Dalla missione al reportage, dalla reportage alla tesi di laurea. È questo il percorso seguito da Giovanni Quattromini, che si è laureato nei giorni scorsi in Scienze della comunicazione all’Università di Padova discutendo una tesi sulla sua missione militare in Afghanistan.

Il laureato infatti è primo aviere scelto dell’Aeronautica militare italiana. 33 anni, origini pugliesi, Giovanni Quattromini è ora di stanza nella città del Santo e qui ha conseguito il proprio titolo di studio valorizzando la sua esperienza di militare in Afghanistan, documentata attraverso un diario personale tenuto fin dal primo giorno ad Herat. I giorni passati in terra afghana sono poi stati 130, tra luglio e novembre 2010, tutti puntualmente registrati su taccuino e computer.

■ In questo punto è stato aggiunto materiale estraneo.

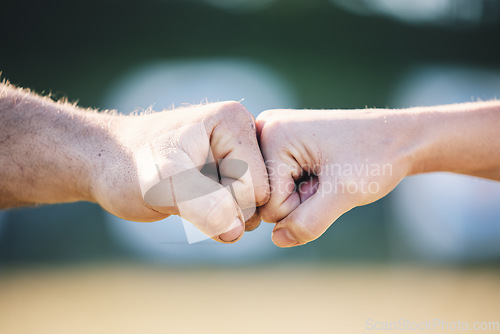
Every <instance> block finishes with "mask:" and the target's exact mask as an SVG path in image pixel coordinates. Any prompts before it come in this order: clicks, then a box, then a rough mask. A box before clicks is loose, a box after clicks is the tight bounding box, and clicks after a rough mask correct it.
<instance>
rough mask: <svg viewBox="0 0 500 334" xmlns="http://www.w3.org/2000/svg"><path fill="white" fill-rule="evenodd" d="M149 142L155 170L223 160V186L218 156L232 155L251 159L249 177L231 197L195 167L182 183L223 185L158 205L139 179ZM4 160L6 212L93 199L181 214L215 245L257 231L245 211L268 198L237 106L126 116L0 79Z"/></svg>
mask: <svg viewBox="0 0 500 334" xmlns="http://www.w3.org/2000/svg"><path fill="white" fill-rule="evenodd" d="M200 124H201V125H202V126H201V129H202V130H201V131H200ZM151 145H157V146H158V147H159V152H161V154H164V156H163V157H162V158H163V161H164V162H165V164H164V165H162V166H161V168H162V169H163V172H164V173H166V174H168V175H173V174H175V173H177V172H180V171H184V170H189V169H193V168H196V167H199V166H203V165H204V164H205V163H206V162H207V160H210V159H211V160H212V161H218V162H219V169H220V173H221V177H222V179H221V181H220V182H221V183H222V184H223V185H226V184H225V183H230V182H233V181H234V180H229V179H230V178H231V175H230V174H231V173H230V171H224V162H225V160H224V159H227V160H231V159H233V160H242V161H244V162H246V163H247V164H248V168H249V171H250V174H251V178H247V179H241V180H236V181H235V182H233V183H234V187H233V191H234V192H235V198H236V200H237V201H235V199H234V198H233V196H232V194H231V193H230V192H229V190H228V189H227V188H224V187H223V186H222V185H219V184H218V183H217V182H219V180H218V179H214V178H213V177H209V176H206V175H204V174H202V173H201V172H196V173H193V174H192V178H190V179H189V180H186V182H188V183H190V184H192V185H193V187H195V188H196V187H200V186H201V185H203V184H214V183H215V184H216V186H217V187H219V188H220V190H217V191H214V192H212V193H210V194H207V195H206V196H202V197H199V198H196V199H194V200H192V201H191V202H190V203H188V204H189V205H185V206H184V207H183V208H182V210H180V209H179V208H175V207H174V208H165V207H154V206H151V205H149V204H148V203H145V201H144V198H143V194H142V192H141V188H140V182H141V180H140V179H139V177H140V175H142V170H141V167H140V163H139V162H140V156H139V155H138V154H139V153H140V152H141V150H142V149H143V148H144V147H149V146H151ZM209 154H210V155H212V156H209ZM0 165H1V166H2V168H1V169H0V180H1V182H0V207H2V208H10V207H16V206H24V205H38V204H49V203H63V202H74V201H91V202H96V203H98V204H99V205H101V206H102V207H103V208H104V209H106V210H107V211H109V212H111V213H112V214H114V215H116V216H118V217H121V218H123V219H127V220H133V221H141V222H152V221H157V220H161V219H164V218H166V217H168V216H169V215H172V214H181V216H183V217H185V218H186V219H187V220H188V221H190V222H191V223H193V224H194V225H195V226H196V227H198V228H199V229H200V230H201V231H203V232H205V233H206V234H207V235H209V236H211V237H213V239H215V240H217V241H220V242H235V241H237V240H239V239H240V238H241V236H242V234H243V231H244V229H245V227H246V229H247V230H251V229H254V228H256V227H257V226H258V224H259V222H260V219H259V218H258V216H257V215H253V216H252V217H249V215H248V214H246V212H247V211H248V209H252V208H255V206H258V205H262V204H264V203H265V202H266V201H267V199H268V197H269V186H268V176H267V173H266V167H265V165H264V162H263V158H262V155H261V153H260V150H259V146H258V143H257V138H256V133H255V123H254V119H253V117H252V115H251V114H250V113H249V112H248V111H247V110H246V109H245V108H244V107H243V106H242V105H241V104H240V103H237V102H221V103H214V104H207V105H200V106H192V107H186V108H180V109H174V110H169V111H164V112H157V113H149V114H147V115H134V116H123V115H117V114H114V113H109V112H108V113H98V112H95V111H93V110H83V109H81V108H78V107H77V106H76V105H73V104H69V103H62V102H54V101H52V100H51V99H50V98H48V97H41V96H38V95H36V94H34V93H31V92H28V91H23V90H21V89H19V88H16V87H13V86H11V85H8V84H5V83H4V84H1V85H0ZM226 169H227V168H226ZM225 174H227V175H225ZM254 211H255V210H253V211H251V210H250V211H249V212H250V213H252V212H254ZM245 219H248V221H247V223H246V226H245V227H244V226H243V223H242V222H241V221H242V220H245Z"/></svg>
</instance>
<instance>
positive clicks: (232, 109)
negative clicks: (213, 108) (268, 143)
mask: <svg viewBox="0 0 500 334" xmlns="http://www.w3.org/2000/svg"><path fill="white" fill-rule="evenodd" d="M218 110H219V112H220V113H222V114H229V115H231V116H234V117H243V116H246V117H248V116H250V117H249V118H251V114H250V113H249V112H248V110H247V108H245V106H243V104H241V103H240V102H236V101H225V102H220V103H219V109H218Z"/></svg>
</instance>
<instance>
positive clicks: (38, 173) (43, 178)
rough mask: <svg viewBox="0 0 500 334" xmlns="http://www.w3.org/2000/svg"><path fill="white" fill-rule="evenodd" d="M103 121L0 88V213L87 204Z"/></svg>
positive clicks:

Un’esperienza di oltre quattro mesi che si è trasformata in una vera e propria “immersione” nella cultura afghana ed è voluta essere l’occasione per lanciare uno sguardo privo di pregiudizi su questa terra martoriata dalla guerra e sul suo popolo. Attraverso la raccolta di dati e di interviste alla gente comune, così come ai militari impegnati sul posto prende forma nei quaderni di Quattromini un ritratto accurato della società afghana e dei suoi pilastri, che danno il titolo alla tesi di laurea: “Zan, Zar, Zamen”, ovvero donne, oro e terra, gli unici valori che permetterebbero “la realizzazione completa dell’uomo”.

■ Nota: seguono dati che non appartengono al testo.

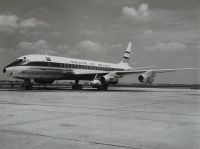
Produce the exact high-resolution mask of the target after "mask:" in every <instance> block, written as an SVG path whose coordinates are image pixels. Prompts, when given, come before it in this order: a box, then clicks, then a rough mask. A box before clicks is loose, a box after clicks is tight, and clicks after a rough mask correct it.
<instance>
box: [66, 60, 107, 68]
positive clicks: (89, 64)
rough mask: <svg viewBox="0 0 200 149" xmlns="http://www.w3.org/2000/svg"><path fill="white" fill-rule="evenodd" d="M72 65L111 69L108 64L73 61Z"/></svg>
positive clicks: (72, 61) (71, 60) (83, 61)
mask: <svg viewBox="0 0 200 149" xmlns="http://www.w3.org/2000/svg"><path fill="white" fill-rule="evenodd" d="M70 63H72V64H79V65H89V66H99V67H107V68H110V66H109V65H106V64H100V63H98V64H95V63H94V62H86V61H75V60H71V61H70Z"/></svg>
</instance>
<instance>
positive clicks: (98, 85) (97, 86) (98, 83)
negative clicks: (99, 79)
mask: <svg viewBox="0 0 200 149" xmlns="http://www.w3.org/2000/svg"><path fill="white" fill-rule="evenodd" d="M101 84H102V83H101V81H100V80H97V79H95V80H93V81H92V82H90V85H91V86H92V87H93V88H98V87H99V86H101Z"/></svg>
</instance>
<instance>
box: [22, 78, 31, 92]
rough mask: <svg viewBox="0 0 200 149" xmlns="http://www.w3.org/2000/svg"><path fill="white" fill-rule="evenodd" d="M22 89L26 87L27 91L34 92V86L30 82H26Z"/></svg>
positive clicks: (25, 80) (25, 87) (25, 82)
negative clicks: (30, 91)
mask: <svg viewBox="0 0 200 149" xmlns="http://www.w3.org/2000/svg"><path fill="white" fill-rule="evenodd" d="M22 87H24V88H25V90H32V89H33V84H32V83H31V81H30V80H25V81H24V84H23V85H22Z"/></svg>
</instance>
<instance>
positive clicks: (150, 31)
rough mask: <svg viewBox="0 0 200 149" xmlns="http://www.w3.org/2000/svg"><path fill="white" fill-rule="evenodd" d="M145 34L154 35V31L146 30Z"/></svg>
mask: <svg viewBox="0 0 200 149" xmlns="http://www.w3.org/2000/svg"><path fill="white" fill-rule="evenodd" d="M144 34H145V35H152V34H153V31H152V30H145V31H144Z"/></svg>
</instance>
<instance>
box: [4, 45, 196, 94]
mask: <svg viewBox="0 0 200 149" xmlns="http://www.w3.org/2000/svg"><path fill="white" fill-rule="evenodd" d="M131 47H132V44H131V42H129V44H128V47H127V48H126V50H125V53H124V55H123V59H122V61H121V62H120V63H117V64H114V63H105V62H98V61H89V60H83V59H74V58H64V57H57V56H50V55H25V56H21V57H19V58H17V60H16V61H15V62H13V63H11V64H9V65H7V66H6V67H5V68H4V69H3V72H4V73H6V74H7V75H8V76H10V77H12V78H17V79H22V80H24V86H25V88H26V89H32V83H31V82H32V81H34V82H35V83H39V84H52V83H53V82H54V81H55V80H75V84H74V85H73V86H72V88H73V89H82V85H80V84H79V80H89V81H90V85H91V87H93V88H97V89H99V90H107V89H108V86H109V85H110V84H117V83H118V81H119V78H122V77H123V76H125V75H128V74H139V76H138V80H139V82H141V83H145V84H152V82H153V81H154V78H155V76H156V73H164V72H174V71H179V70H189V69H197V68H179V69H155V70H150V69H149V70H143V69H142V70H141V69H134V68H132V67H130V66H129V64H128V63H129V58H130V53H131V49H132V48H131Z"/></svg>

Con il supporto dal professor Raffaele Fiengo, giornalista e docente di Tecniche del linguaggio giornalistico all’ateneo patavino, l’aviere Quattromini ha deciso di trasporre il suo diario personale in un vero e proprio reportage, corredato da interviste, approfondimenti e immagini fotografiche. Una tesi di laurea “sul campo”, dunque, che intende essere un esempio di giornalismo d’inchiesta in un territorio di guerra e che regala una visione forse non troppo conforme a quella che comunemente si ritiene debba essere la prospettiva di un uomo in divisa.